Posted by Marcel Nölle on Dienstag, 14. Oktober 2014

Aber auch die Heimat bietet traumhafte Kulissen: „In Herscheid an der Nordhelle kann man super starten. Im Hochsauerland kann man sich auch problemlos mit der Winde in den Himmel ziehen lassen.“ Auch die Alpenregion in Süddeutschland sei „sehr zu empfehlen“. Im vergangenen Jahr sei er zwischen zehn und 15 Mal mit dem Gleitschirm im Ausland gewesen.

Aber auch beruflich steigt er regelmäßig über die Wolken. Der 18-Jährige ist Techniker bei der Fluggesellschaft Air Berlin in Düsseldorf. „Die beruflichen Auslandsaufenthalte dauern bis zu einer Woche. Zum Gleitschirmfliegen kann ich diese Zeit jedoch nicht nutzen“, schmunzelt er.

Gleitschirmfliegen – Ein Sport für jedermann

In Nölles Augen sei die Gleitschirmflieger-Szene weltweit noch sehr klein, der Sport noch zu unbekannt. „Dabei kann man die Lizenz in nur zwei Wochen erlangen. Kostenmäßig ist mein Hobby wohl etwas günstiger als Motorradfahren. Für weniger Geld kommt man nicht in die Luft.“ Neben den einzigartigen Panoramen schwärmt der junge Flugkünstler vor allem vom lockeren Umgang unter den Gleitschirmfliegern: „Wenn man in ein neues Fluggebiet kommt, lernt man sofort neue Leute kennen, mit denen man einfach direkt auf einer Wellenlänge liegt. Man ist schnell ein fester Teil der Szene.“ Allein bleibe man mit diesem Sport auf gar keinen Fall, egal wo man ihn betreibt. Mit seiner Leidenschaft habe der 18-Jährige sogar bereits Freunde und Arbeitskollegen „infiziert“.

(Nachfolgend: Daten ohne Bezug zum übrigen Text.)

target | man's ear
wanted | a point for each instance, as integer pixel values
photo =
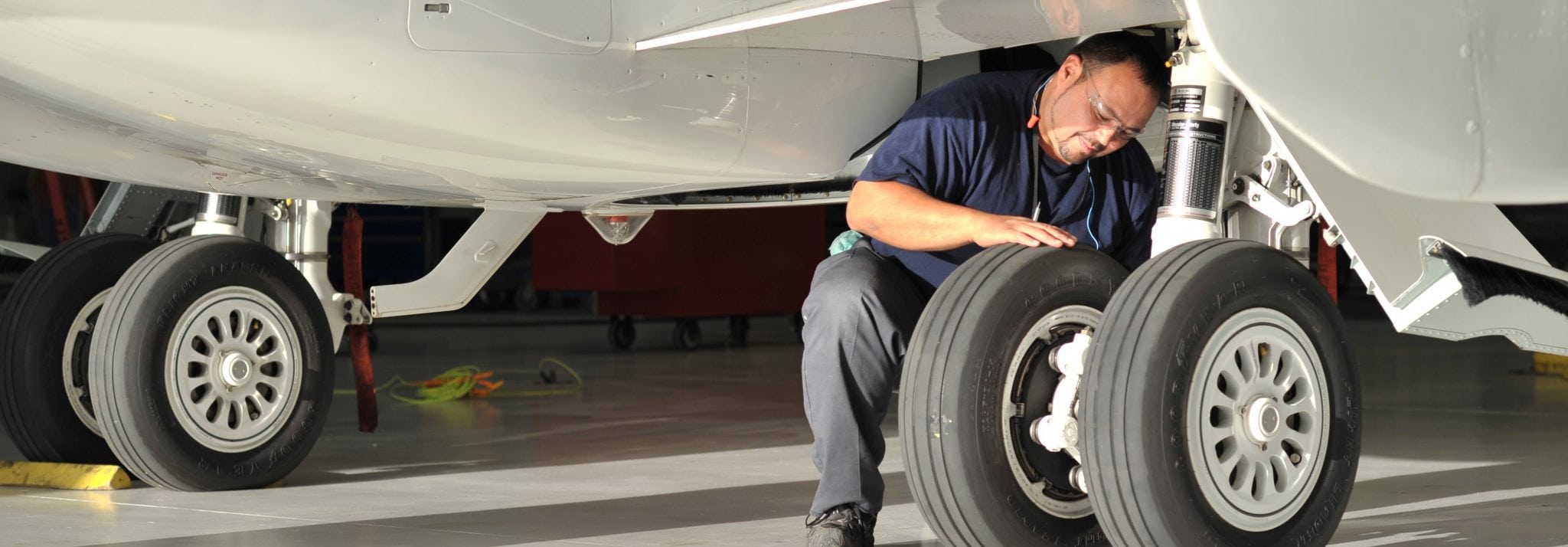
(1071, 70)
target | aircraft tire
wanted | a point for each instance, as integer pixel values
(46, 326)
(1220, 406)
(975, 377)
(214, 365)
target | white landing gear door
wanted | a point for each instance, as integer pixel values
(460, 275)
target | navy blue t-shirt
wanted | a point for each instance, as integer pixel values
(966, 143)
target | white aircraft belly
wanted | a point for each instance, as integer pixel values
(335, 100)
(1439, 99)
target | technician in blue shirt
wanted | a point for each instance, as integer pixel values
(1029, 157)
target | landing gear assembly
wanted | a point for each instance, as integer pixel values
(1051, 398)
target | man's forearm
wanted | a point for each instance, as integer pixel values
(908, 218)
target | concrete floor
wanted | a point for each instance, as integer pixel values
(710, 449)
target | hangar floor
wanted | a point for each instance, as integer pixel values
(667, 447)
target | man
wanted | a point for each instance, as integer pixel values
(1027, 157)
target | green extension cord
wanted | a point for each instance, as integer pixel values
(460, 382)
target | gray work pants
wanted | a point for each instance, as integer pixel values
(860, 316)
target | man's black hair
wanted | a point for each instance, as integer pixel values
(1122, 46)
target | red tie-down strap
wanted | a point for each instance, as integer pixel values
(1327, 265)
(360, 334)
(57, 206)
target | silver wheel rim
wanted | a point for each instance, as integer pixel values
(233, 373)
(77, 385)
(1258, 419)
(1068, 317)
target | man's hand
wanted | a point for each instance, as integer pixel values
(996, 229)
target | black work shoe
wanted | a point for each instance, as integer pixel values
(844, 526)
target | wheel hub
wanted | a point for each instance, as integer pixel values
(233, 368)
(1263, 421)
(236, 370)
(1258, 419)
(1031, 386)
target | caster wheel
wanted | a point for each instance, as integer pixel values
(46, 328)
(688, 334)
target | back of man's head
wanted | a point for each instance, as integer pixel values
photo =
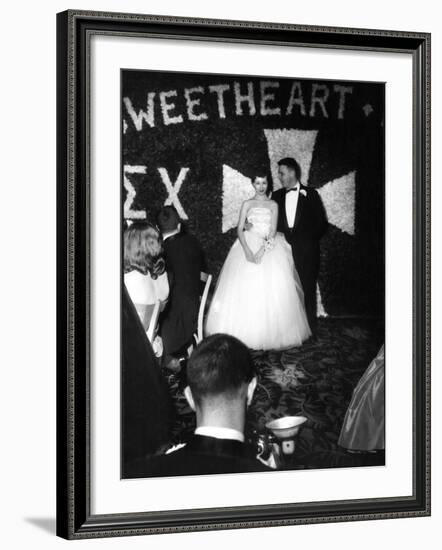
(220, 367)
(168, 219)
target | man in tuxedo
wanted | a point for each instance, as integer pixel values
(221, 381)
(303, 221)
(184, 262)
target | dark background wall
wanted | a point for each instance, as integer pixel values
(216, 145)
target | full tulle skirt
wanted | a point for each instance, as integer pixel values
(260, 304)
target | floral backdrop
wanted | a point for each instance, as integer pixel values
(195, 140)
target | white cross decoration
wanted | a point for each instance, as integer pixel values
(128, 212)
(173, 189)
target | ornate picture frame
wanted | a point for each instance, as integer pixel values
(75, 29)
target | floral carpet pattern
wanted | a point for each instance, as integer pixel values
(315, 380)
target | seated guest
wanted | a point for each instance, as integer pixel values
(147, 408)
(364, 423)
(184, 262)
(145, 274)
(222, 379)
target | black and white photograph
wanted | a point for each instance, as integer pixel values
(252, 274)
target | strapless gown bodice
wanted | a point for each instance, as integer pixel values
(261, 219)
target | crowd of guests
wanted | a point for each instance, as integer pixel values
(162, 263)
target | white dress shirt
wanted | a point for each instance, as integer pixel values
(291, 204)
(220, 433)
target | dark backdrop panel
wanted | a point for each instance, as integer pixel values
(347, 163)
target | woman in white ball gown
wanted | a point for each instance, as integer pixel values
(258, 297)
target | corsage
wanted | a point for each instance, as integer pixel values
(269, 243)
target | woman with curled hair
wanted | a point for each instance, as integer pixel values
(145, 275)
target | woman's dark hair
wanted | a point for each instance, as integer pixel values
(268, 176)
(220, 364)
(293, 164)
(143, 249)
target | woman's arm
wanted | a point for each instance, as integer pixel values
(240, 231)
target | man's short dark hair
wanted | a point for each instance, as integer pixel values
(293, 164)
(220, 364)
(168, 219)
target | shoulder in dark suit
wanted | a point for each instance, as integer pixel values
(201, 455)
(184, 262)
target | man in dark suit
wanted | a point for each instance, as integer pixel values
(184, 262)
(221, 378)
(303, 221)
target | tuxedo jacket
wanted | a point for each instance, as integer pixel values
(147, 407)
(184, 262)
(309, 226)
(201, 455)
(310, 220)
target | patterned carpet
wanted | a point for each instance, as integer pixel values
(315, 380)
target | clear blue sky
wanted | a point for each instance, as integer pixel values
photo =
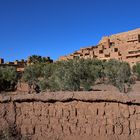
(59, 27)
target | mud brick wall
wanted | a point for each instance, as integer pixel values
(72, 116)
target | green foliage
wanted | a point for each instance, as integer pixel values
(118, 73)
(8, 78)
(136, 69)
(35, 59)
(72, 75)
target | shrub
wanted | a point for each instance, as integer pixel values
(136, 69)
(118, 74)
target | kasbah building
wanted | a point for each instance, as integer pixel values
(122, 46)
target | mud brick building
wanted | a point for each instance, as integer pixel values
(122, 46)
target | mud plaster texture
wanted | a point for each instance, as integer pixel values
(72, 116)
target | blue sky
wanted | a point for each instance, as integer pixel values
(58, 27)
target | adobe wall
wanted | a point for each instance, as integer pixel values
(72, 116)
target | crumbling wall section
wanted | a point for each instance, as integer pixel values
(74, 116)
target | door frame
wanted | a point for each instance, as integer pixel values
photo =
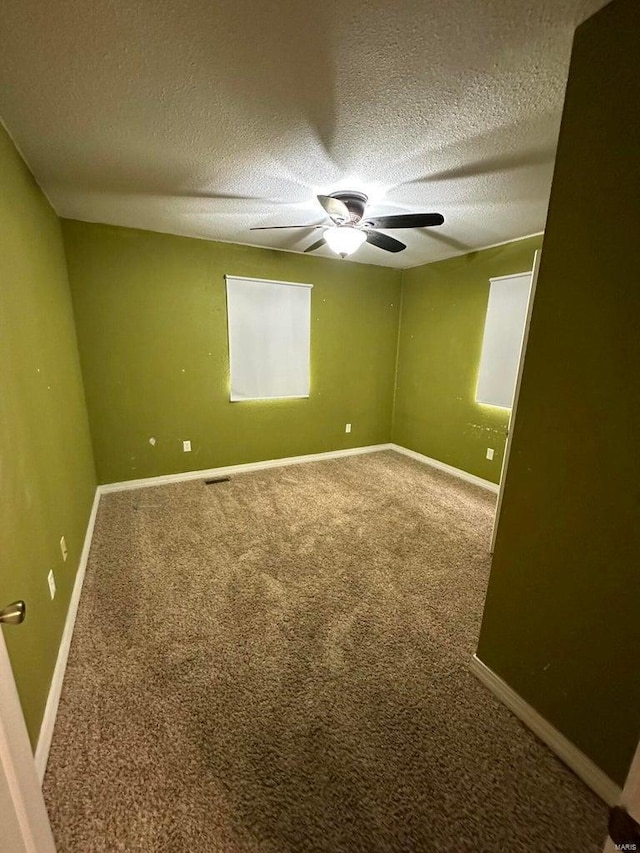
(516, 395)
(17, 766)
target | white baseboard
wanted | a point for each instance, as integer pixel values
(581, 765)
(448, 469)
(51, 708)
(243, 468)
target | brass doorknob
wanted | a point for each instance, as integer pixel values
(13, 614)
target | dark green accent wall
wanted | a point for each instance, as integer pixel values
(48, 479)
(152, 330)
(562, 618)
(443, 311)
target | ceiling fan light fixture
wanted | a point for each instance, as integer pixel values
(344, 240)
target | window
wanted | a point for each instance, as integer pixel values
(502, 339)
(269, 338)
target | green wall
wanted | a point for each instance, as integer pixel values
(562, 617)
(152, 331)
(48, 479)
(442, 321)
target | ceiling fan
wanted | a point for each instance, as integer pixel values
(349, 229)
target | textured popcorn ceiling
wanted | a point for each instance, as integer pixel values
(204, 117)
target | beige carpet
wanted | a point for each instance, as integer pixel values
(280, 663)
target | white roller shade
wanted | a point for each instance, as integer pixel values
(269, 338)
(502, 339)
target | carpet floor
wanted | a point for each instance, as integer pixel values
(279, 664)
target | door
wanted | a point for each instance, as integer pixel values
(523, 349)
(24, 823)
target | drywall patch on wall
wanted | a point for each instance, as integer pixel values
(443, 312)
(152, 330)
(48, 478)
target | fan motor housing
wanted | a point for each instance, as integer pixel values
(355, 202)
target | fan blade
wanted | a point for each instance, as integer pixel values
(406, 220)
(334, 207)
(276, 227)
(383, 241)
(315, 245)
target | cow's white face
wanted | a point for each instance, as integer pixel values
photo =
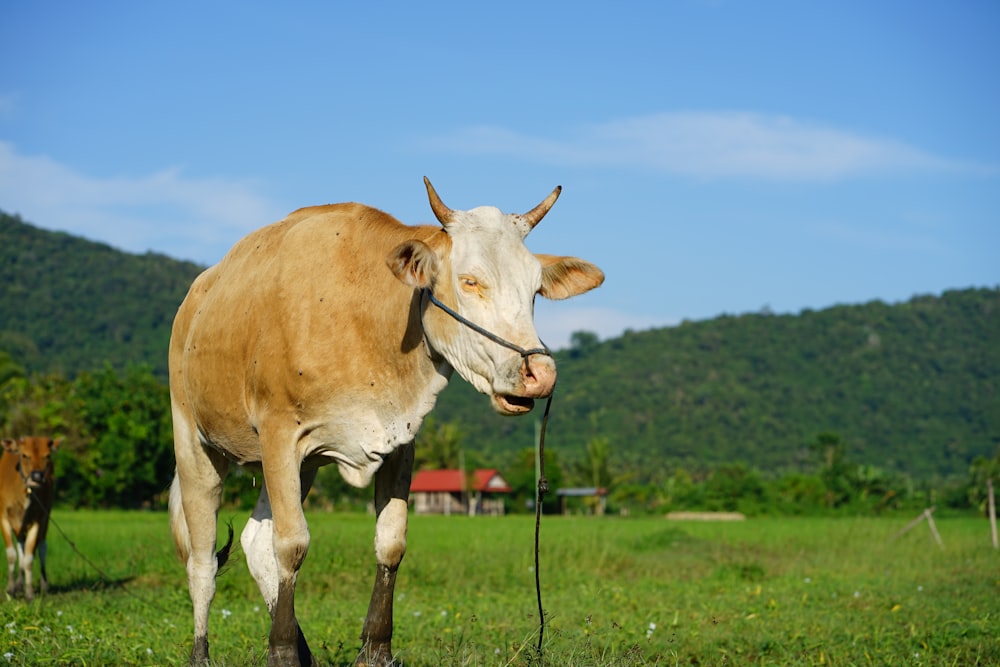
(490, 277)
(34, 458)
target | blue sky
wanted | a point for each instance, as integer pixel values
(716, 156)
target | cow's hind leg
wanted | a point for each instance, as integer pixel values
(10, 540)
(392, 490)
(290, 540)
(44, 581)
(28, 560)
(257, 540)
(195, 497)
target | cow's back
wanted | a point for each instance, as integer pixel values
(13, 494)
(301, 316)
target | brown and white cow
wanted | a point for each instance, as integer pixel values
(27, 481)
(300, 348)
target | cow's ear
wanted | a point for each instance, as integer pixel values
(563, 277)
(413, 263)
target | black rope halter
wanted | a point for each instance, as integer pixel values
(543, 483)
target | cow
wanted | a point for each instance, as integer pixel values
(326, 338)
(27, 482)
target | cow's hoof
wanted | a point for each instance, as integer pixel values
(375, 655)
(199, 652)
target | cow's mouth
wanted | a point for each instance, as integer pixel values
(512, 405)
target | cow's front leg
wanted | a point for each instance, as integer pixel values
(11, 558)
(290, 542)
(28, 560)
(392, 490)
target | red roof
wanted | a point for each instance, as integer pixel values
(450, 481)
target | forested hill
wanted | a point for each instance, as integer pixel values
(68, 304)
(911, 387)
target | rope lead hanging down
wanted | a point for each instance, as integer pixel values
(543, 488)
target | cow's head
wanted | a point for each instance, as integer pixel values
(34, 458)
(486, 274)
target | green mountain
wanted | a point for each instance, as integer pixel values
(911, 387)
(68, 304)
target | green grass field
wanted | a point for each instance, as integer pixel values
(639, 591)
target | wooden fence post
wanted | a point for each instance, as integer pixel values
(993, 512)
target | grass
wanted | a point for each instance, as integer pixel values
(615, 591)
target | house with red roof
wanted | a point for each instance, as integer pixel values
(458, 492)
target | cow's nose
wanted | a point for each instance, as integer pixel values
(539, 373)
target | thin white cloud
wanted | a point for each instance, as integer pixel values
(183, 217)
(709, 145)
(8, 104)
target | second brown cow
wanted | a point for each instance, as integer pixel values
(27, 481)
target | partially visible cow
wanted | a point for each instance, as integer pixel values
(27, 481)
(300, 349)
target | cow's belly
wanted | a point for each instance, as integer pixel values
(360, 445)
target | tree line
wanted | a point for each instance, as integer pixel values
(118, 452)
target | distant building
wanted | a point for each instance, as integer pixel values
(454, 492)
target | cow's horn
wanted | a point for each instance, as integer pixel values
(535, 215)
(441, 212)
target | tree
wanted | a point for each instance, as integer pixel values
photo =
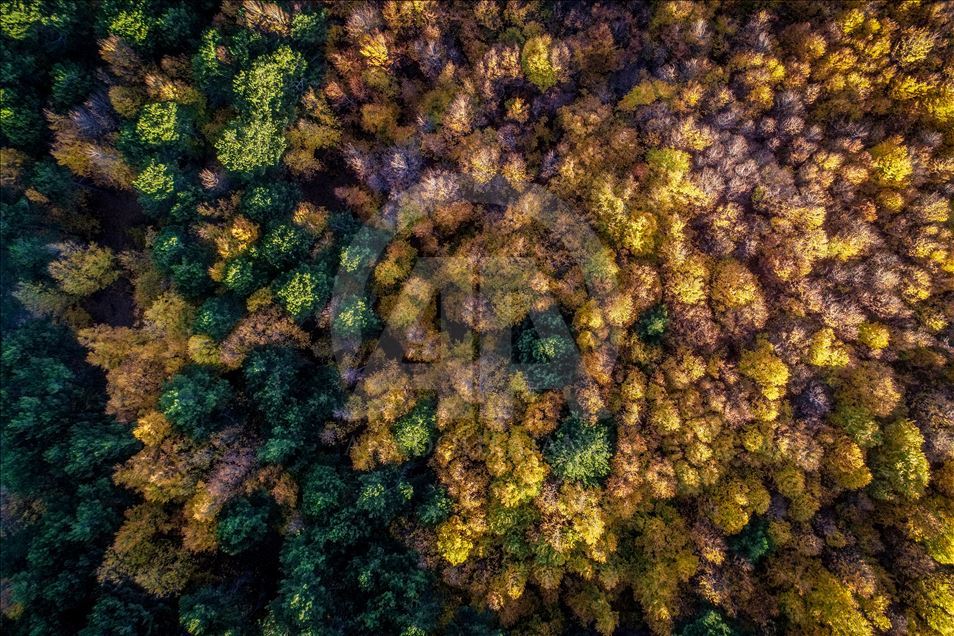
(580, 452)
(194, 399)
(81, 271)
(303, 291)
(217, 316)
(415, 430)
(900, 468)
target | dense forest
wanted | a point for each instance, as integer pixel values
(448, 317)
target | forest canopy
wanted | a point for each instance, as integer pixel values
(436, 317)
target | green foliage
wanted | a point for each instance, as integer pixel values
(265, 202)
(57, 450)
(354, 317)
(294, 396)
(254, 141)
(753, 543)
(900, 468)
(303, 291)
(245, 273)
(243, 524)
(217, 316)
(652, 323)
(212, 610)
(162, 124)
(710, 623)
(251, 147)
(156, 184)
(580, 452)
(436, 507)
(414, 431)
(71, 84)
(194, 400)
(285, 245)
(20, 123)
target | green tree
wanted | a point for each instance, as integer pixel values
(579, 451)
(194, 399)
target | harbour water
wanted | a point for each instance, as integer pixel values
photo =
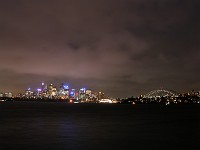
(62, 126)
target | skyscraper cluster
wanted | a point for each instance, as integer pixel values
(49, 91)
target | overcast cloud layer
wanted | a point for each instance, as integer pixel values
(121, 47)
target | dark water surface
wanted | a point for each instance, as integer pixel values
(45, 126)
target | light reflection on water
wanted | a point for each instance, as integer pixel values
(97, 126)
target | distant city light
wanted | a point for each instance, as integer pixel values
(39, 90)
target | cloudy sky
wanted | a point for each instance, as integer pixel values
(121, 47)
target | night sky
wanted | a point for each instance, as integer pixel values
(121, 47)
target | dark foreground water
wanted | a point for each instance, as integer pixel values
(46, 126)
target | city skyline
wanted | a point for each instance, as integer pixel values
(125, 47)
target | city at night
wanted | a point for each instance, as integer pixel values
(99, 74)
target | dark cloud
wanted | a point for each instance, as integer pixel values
(123, 48)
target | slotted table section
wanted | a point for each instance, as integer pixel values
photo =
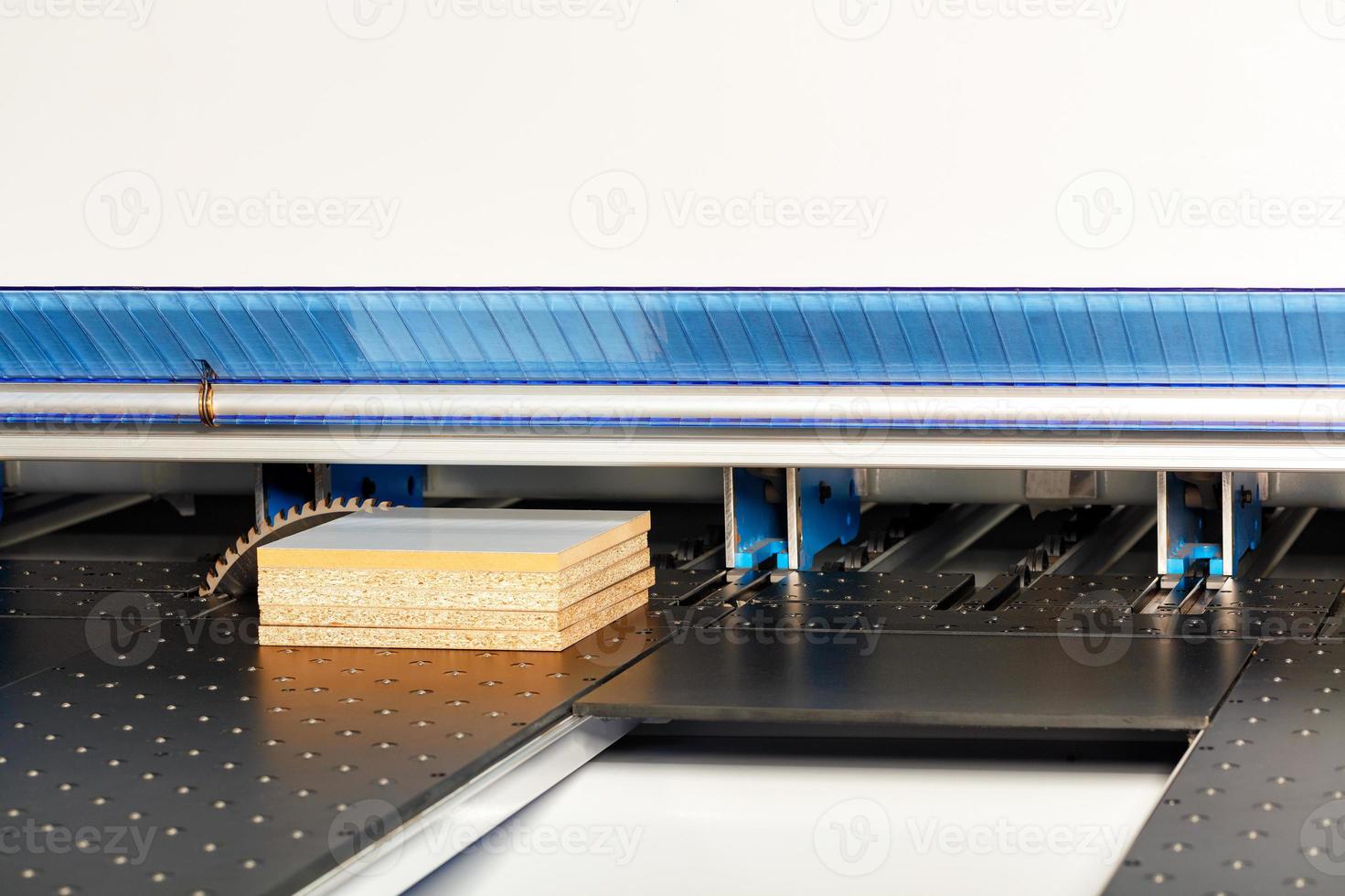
(1259, 804)
(223, 767)
(125, 575)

Herrscht gerade einmal kein Wind und Marcel Nölle ist nicht mit der Technik einer Air-Berlin-Maschine beschäftigt, ist er sportlich auf dem Wasser aktiv: „Beim Kitesurfen kann ich einige Elemente aus dem Gleitschirmflug einbringen.“ Eines kommt bei ihm jedoch mit großer Wahrscheinlichkeit nicht auf – Langeweile am Boden.